Editorial Comment: Local football needs a complete reset WELCOME ON BOARD . . . ZIFA president Felton Kamambo (second from right) hands new Warriors coach, Zdravko Logarusic, a Zimbabwe national football team jersey while acting ZIFA vice-president, Philemon Machana (left) and the gaffer’s manager, Robert Moutsinga, of Cameroon, look on in Harare yesterday

FOOTBALL is the country’s national game and when it sneezes, the entire sporting fraternity appears to catch a cold.

It is the people’s sport, loved by millions of Zimbabweans and played by millions, either in its amateur ranks, like the weekend social matches, or the professional ranks, like our Premier Soccer League.

Although we are a nation with a diversified portfolio of sporting codes, there is no doubt that football is the king, dwarfing all the other disciplines, in terms of the numbers, who follow the beautiful game.

We have always prided ourselves, as Zimbabweans, that we are a blessed country, one of just two African nations, the other one being South Africa, good enough to play cricket at Test level.

We have Africa’s most decorated Olympian, Kirsty Coventry, who is our Minister of Youth, Sport, Arts and Recreation while our golfer, Nick Price, once occupied the number one ranking in the world, after winning three major golf titles.

We have produced a world diving champion, Evan Stewart, while a number of our players have left this country to help other nations win the Rugby World Cup.

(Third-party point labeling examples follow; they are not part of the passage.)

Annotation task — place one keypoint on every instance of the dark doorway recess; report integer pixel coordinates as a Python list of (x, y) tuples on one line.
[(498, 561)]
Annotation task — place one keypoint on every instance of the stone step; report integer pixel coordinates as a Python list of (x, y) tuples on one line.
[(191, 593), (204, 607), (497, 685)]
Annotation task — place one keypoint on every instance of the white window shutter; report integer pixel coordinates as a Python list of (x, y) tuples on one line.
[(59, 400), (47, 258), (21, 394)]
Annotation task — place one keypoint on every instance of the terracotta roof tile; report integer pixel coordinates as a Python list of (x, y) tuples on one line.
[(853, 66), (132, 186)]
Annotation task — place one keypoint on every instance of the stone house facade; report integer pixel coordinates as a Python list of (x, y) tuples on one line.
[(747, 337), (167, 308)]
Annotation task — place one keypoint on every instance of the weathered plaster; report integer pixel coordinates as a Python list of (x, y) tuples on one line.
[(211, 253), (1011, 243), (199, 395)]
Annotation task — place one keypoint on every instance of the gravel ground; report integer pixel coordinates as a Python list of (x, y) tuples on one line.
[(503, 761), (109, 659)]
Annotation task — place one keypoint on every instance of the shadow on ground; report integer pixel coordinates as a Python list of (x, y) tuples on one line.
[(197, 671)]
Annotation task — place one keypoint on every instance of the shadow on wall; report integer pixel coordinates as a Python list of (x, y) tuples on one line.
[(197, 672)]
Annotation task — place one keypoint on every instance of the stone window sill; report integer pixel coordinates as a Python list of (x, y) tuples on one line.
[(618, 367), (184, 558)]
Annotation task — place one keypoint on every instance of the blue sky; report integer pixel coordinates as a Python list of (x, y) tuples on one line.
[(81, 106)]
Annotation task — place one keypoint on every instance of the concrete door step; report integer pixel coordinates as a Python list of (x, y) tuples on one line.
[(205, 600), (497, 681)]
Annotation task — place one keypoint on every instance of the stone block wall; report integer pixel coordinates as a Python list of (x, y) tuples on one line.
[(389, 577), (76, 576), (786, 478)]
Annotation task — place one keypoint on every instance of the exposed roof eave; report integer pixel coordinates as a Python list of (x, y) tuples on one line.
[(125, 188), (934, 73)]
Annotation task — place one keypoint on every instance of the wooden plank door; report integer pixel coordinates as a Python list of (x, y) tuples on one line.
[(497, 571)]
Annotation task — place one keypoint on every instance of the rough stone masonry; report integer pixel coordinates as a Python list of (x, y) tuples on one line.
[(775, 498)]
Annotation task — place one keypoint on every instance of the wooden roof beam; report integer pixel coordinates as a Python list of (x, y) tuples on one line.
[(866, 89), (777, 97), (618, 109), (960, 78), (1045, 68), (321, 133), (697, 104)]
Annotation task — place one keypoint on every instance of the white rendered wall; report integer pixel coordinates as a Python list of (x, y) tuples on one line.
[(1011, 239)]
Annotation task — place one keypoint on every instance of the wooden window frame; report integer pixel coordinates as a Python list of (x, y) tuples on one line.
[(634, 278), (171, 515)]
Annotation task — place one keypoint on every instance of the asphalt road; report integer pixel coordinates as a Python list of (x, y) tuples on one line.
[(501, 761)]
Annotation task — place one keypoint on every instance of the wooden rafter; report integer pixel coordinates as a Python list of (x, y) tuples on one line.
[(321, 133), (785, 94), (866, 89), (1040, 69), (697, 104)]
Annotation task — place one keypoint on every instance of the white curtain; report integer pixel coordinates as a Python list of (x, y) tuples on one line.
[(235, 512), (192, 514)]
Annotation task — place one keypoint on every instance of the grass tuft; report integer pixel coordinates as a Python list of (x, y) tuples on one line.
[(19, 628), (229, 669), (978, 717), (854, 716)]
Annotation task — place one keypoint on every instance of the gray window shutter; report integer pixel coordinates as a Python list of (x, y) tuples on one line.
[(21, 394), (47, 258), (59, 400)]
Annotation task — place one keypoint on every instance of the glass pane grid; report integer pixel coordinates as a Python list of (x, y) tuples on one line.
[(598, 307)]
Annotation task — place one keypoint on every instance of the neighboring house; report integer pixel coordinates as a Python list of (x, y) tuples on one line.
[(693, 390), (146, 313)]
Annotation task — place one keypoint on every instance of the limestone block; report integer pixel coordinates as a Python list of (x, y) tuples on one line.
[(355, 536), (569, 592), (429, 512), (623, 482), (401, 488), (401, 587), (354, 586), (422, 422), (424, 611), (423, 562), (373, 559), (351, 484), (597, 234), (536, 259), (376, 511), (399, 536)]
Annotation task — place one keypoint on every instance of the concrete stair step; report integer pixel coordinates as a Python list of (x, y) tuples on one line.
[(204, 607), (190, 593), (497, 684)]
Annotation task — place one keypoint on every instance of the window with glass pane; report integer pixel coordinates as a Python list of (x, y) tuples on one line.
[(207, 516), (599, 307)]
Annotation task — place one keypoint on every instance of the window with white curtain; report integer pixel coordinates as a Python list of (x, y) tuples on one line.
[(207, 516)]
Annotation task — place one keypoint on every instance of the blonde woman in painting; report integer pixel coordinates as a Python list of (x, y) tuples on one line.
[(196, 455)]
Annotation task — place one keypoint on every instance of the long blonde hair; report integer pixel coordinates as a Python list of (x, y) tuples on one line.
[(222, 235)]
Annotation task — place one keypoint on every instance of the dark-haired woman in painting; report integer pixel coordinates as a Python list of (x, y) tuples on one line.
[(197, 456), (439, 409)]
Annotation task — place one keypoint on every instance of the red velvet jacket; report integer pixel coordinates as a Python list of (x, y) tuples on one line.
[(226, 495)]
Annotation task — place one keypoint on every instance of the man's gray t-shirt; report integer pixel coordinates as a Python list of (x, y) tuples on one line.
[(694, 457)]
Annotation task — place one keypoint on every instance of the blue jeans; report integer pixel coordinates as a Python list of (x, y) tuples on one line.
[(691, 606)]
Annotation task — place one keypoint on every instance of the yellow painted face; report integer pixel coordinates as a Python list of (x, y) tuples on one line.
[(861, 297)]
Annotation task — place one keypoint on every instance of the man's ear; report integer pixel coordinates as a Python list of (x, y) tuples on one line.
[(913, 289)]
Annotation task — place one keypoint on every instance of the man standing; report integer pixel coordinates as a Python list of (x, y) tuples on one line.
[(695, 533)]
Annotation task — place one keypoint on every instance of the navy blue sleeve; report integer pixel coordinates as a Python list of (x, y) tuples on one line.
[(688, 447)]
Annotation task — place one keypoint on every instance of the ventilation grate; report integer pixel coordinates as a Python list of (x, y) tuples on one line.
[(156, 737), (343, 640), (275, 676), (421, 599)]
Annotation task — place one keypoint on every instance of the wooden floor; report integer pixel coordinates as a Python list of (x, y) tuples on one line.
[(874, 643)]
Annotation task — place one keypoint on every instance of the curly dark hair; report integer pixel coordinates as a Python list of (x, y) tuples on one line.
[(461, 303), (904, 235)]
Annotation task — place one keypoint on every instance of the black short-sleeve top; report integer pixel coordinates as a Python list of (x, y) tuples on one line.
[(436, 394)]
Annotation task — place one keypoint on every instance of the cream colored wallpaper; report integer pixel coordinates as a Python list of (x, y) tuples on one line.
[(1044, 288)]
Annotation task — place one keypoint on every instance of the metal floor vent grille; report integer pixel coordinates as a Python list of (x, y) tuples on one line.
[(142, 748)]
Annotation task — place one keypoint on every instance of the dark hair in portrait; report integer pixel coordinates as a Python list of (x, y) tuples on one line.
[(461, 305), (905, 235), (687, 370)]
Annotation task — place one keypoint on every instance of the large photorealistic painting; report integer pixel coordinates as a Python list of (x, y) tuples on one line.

The New Zealand team, which stunned cricket powerhouse India, to win the inaugural Test Championship, featured a former Zimbabwe international, Collin de Grandhomme, who represented this country at the 2004 Under-19 ICC Cricket World Cup.

The Curran brothers, who are starring for the England cricket team, are former Zimbabwe youth internationals and we could go on and on.

Even in football itself, our boys have left a mark, with Peter Ndlovu having the honour of being the first African footballer to feature in the English Premiership.

Goalkeeper Bruce Grobbelaar was the first African footballer to win the European Cup, now known as the Champions League, with English giants Liverpool.

However, it’s very clear right now that our national game is lying on its deathbed, needing life support, as it battles a number of serious challenges.

The embarrassing sequence of defeats the Warriors suffered, during the COSAFA Cup, which comes to an end in South Africa tomorrow, once again highlights the challenges confronting our national game.

In a tournament where we have been the dominant country, with a record six titles, the Warriors broke records for all the wrong reasons, as they crashed out of the tourney as the worst side among the 10 nations that took part.

We finished bottom of a group, which we were fancied to win, after losing two matches, and drawing as many games, with our boys struggling to even do the basics like stringing together four passes, among themselves.

The leadership, which we expected from our coach, Zdravko Logarusic, was not there, and the Croatian gaffer, a controversial pick for the job by ZIFA, appeared out of depth, even at this level of a regional football tournament.

With just one win, in a dozen matches in charge of his team, Loga has been a failure and is struggling to justify the reason why our football leaders settled on him, to improve our Warriors.

Our proud six-year unbeaten record, in open play, at the COSAFA Cup, went up in smoke, as they were beaten by both Namibia and guest nation Senegal.

The poor performance at the COSAFA Cup also mirrored the team’s lifeless show at the CHAN finals, where his Warriors also broke records, for all the wrong reasons, after losing all the matches, in Cameroon.

And, just like at the regional tournament, our national team ended up as the worst of all the participating teams at the CHAN finals in Cameroon.

Apart from the results and the statistics, the Warriors have not shown any signs of improvement in terms of style of play, tactics and even the way they are structured, on the field of play, under Loga’s guidance.

The ZIFA board have said they will review the team’s poor show at the COSAFA Cup, after receiving technical reports and this will help them try to find solutions to the challenges affecting the team.

The problem is that we have had this before and nothing has changed.

When our Young Warriors suffered the embarrassment of being thrown out of the COSAFA Under-17 tournament last year, for fielding an over-aged player, we were told that heads would roll for that national humiliation.

Of course, this was just meant to manage the situation, amid the national backlash provoked by that humiliation and, once the fans had changed their focus, to other matters of the game, the issue was swept under the carpet.

We get a feeling that’s what the ZIFA leaders, who are themselves as culpable, as Loga, for the way our Warriors have suddenly turned into a punching bag, are trying here.

They are just buying time, knowing that by September, focus would have turned to the World Cup qualifiers, and all the fury generated by the way the Warriors have been humiliated in recent weeks, would have disappeared.

The Warriors do not belong to ZIFA, they are a team which belongs to this country – the people elected to run the game at a national level, only control this team on behalf of this nation.

These people hold this team in trust, on behalf of everyone who calls himself, or herself, a Zimbabwean and they have a responsibility to ensure they manage it in the best way possible.

Sadly, this isn’t what we are seeing right now and our woes are not being helped, when it comes to the Warriors, by a coach who appears clueless, at this level of the game.